The minimum wage in Hong Kong will be raised by 7.1 percent to help residents battle inflation and increasing home prices.
Labor Secretary Matthew Cheung announced that hourly salaries will gain to HK$30 ($3.9), effective May 1. This will be the first revision to Hong Kong’s minimum wage since it was implemented in May 2011. Inflation jumped to 5.3 percent last year, and may be 3.9 percent this year.
The proposal will bolster the wages of about 327,200 employees, or 10 percent of the city’s workers, according to a earlier report by a government commission.
The “income of employees at grass-root level has shown a significant improvement since the minimum-wage policy was carried out last year,” Cheung said. “The proposed increase is reasonable and balanced.”
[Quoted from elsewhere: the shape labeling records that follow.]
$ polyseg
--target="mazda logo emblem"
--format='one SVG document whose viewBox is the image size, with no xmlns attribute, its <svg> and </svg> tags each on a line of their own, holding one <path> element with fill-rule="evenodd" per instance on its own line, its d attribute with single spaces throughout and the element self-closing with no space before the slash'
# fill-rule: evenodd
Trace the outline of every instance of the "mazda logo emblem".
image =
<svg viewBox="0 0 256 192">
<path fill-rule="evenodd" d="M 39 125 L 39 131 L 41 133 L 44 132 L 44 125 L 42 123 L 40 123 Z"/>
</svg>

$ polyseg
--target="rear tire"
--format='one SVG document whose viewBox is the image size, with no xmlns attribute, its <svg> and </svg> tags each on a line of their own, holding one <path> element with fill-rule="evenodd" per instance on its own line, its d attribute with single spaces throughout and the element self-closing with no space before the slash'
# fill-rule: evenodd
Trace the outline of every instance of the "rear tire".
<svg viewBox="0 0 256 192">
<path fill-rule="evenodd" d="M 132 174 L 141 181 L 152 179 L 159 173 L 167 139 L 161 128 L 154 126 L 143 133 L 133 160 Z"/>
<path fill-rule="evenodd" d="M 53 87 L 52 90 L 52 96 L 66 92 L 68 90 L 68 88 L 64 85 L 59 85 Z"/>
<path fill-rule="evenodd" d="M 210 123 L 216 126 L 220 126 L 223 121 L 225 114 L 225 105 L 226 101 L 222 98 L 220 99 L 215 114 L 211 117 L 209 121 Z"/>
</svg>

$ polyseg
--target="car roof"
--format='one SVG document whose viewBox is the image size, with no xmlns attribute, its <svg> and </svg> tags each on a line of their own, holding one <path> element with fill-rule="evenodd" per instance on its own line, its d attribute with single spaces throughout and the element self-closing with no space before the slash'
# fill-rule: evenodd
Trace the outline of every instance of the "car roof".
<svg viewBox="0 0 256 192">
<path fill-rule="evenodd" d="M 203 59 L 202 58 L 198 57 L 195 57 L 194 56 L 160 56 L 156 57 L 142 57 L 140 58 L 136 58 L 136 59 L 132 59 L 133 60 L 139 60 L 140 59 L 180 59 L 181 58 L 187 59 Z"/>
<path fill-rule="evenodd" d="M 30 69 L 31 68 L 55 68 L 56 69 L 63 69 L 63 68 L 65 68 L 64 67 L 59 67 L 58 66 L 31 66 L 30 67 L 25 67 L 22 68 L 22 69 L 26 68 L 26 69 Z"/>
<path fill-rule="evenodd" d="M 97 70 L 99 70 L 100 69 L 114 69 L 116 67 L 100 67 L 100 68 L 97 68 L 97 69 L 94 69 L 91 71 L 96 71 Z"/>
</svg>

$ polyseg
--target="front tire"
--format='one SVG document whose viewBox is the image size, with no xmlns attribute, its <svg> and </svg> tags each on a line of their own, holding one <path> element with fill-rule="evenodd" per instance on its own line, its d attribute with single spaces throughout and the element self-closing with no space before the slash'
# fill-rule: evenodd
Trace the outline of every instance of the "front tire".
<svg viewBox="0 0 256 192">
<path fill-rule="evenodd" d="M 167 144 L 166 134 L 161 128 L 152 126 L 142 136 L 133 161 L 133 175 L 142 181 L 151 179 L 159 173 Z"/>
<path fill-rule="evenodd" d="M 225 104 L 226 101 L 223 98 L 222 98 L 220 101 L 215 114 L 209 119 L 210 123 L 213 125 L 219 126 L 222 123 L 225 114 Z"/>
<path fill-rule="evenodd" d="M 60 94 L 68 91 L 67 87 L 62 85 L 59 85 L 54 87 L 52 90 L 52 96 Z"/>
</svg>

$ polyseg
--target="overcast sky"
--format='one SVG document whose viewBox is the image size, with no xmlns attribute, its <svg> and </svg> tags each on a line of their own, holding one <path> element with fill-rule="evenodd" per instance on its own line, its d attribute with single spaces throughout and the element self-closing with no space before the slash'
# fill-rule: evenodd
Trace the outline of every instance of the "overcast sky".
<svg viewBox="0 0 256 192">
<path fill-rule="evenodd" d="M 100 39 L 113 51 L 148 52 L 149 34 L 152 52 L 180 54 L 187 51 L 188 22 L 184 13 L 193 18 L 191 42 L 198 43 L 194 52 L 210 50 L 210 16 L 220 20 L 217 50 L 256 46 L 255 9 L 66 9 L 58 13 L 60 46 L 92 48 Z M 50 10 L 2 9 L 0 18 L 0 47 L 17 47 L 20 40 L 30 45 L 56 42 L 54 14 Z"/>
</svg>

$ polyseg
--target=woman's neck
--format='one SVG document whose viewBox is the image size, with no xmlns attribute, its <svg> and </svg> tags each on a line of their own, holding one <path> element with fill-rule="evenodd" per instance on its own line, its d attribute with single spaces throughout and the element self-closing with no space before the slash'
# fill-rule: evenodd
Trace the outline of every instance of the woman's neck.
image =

Hong Kong has shot up 26 places in the list of most expensive cities to become the 32nd most costly location for international assignees, according to a survey released today by ECA International, based on the cost of day-to-day goods and services which included items such as groceries and clothing while excluding rent and cars.
The survey reveals that Hong Kong is now more expensive than Manhattan (36th) and Paris (42nd), although it remains cheaper than other regional hubs such as Beijing (22nd), Shanghai (26th), which have also jumped up the ranking, and Singapore (31st).